Chantal Caron : L’envolée
Partie de sa terre nourricière de Saint-Jean-Port-Joli, Chantal Caron se pose à Québec, le temps de nous présenter La Noce. Rituels amoureux.
C’est une belle avancée pour la chorégraphe Chantal Caron, qui a créé la compagnie Fleuve – Espace danse en 2006, dans le but de diffuser ses oeuvres. Bien que la femme originaire du Bas-du-Fleuve soit loin d’être nouvelle dans le milieu, alors qu’elle a fondé sa propre école à Saint-Jean-Port-Joli en 1986, elle présentera pour une première fois une création de groupe en studio à Québec. Privilégiant les grands espaces qui s’étendent sous ses yeux – de sa maison juchée sur un cap, elle peut contempler la puissance du fleuve et sentir son énergie -, elle a déjà offert à la population de son coin de pays plusieurs créations in situ sur les rives du Saint-Laurent, de même qu’à Québec, à l’occasion des fêtes du 400e.

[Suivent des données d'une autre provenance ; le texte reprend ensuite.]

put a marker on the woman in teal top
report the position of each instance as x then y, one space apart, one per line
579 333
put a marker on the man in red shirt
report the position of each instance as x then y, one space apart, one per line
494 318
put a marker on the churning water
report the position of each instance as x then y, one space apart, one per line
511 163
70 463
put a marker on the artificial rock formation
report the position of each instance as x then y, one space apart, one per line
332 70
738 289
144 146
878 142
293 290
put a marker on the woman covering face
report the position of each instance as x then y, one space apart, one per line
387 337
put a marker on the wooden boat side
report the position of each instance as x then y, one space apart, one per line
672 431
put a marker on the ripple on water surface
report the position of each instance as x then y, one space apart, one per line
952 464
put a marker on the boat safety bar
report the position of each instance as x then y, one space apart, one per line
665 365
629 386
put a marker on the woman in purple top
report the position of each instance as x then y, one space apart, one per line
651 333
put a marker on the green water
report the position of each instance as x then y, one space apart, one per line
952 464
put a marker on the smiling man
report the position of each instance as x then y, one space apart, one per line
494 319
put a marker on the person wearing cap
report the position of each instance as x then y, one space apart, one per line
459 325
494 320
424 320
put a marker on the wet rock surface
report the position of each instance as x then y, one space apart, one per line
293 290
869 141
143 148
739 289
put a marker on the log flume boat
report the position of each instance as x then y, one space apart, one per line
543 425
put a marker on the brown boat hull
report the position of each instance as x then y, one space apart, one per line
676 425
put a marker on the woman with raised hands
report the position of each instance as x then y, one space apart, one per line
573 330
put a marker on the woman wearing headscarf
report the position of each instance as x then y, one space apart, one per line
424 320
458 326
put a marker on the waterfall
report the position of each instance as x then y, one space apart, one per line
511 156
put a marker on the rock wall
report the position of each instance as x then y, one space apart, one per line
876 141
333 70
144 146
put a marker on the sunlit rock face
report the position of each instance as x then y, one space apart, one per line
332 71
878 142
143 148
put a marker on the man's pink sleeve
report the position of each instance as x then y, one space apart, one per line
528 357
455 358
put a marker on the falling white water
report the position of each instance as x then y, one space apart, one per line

Ce défi du studio, elle le relève avec enthousiasme, tout en constatant la grande différence entre les deux types d’environnement: "Être dans une boîte noire du matin au soir, c’est un monde à part! Ça m’amène à ramasser mon propos, à le peaufiner, car à l’intérieur, les regards sont braqués seulement sur toi; tu n’as pas la nature qui t’accompagne."
MOUVEMENTS MIGRATOIRES
La créatrice aurait difficilement pu passer à côté du ballet qui anime chaque année les berges du fleuve: le rituel passage des oies blanches, qui lui a servi d’inspiration pour sa pièce La Noce. D’abord créée à l’été 2008 dans son patelin, la pièce pour quatre danseurs prend aujourd’hui son envol à Québec, après trois semaines de résidence à La Rotonde. "La proposition initiale était plutôt lente, méditative. Là, c’est vraiment le contraire: ça bouge du début à la fin, c’est très vivant comme tableau", explique-t-elle.
Inspirée par les bipèdes ailés, la chorégraphe a donc créé une gestuelle particulière, "très exigeante pour les danseurs", mi-humaine, mi-oiseau. La scénographie lumineuse, épurée et parfois symbolique de Luc Archambault sculpte l’espace tout en laissant la place au mouvement.
Au coeur de son propos, cette idée de noce, de communion entre deux êtres. Chantal Caron dit d’ailleurs avoir toujours été fascinée par les mariages. "Dès que j’entends les cloches de l’église sonner, je m’empresse d’aller voir qui se marie!" confie celle qui a fait le grand saut après 30 ans de vie commune, l’automne dernier. Cependant, avertit-elle, la noce se comprend plutôt au sens métaphorique que figuré dans sa pièce, qu’elle a co-créée avec son assistante, Maude Drolet.
Ainsi, la pièce s’attarde plutôt à poser un regard sur les relations entre les êtres. "Tantôt, des duos se font plus agressifs ou fougueux, comme un couple, humain ou animal, peut l’être, tantôt plus sensuels, romantiques. Avec Maude, on a aussi beaucoup discuté de l’importance d’apprendre à s’aimer soi-même, de s’épouser soi-même. D’où les danseurs qui vont travailler avec le regard qu’on porte sur soi-même, à l’aide d’un miroir, par exemple." Ce regard, il reflétera l’hétérosexualité, mais aussi l’homosexualité. "C’était important pour nous de dire qu’aujourd’hui, il n’y a pas juste une sorte de couple qui existe."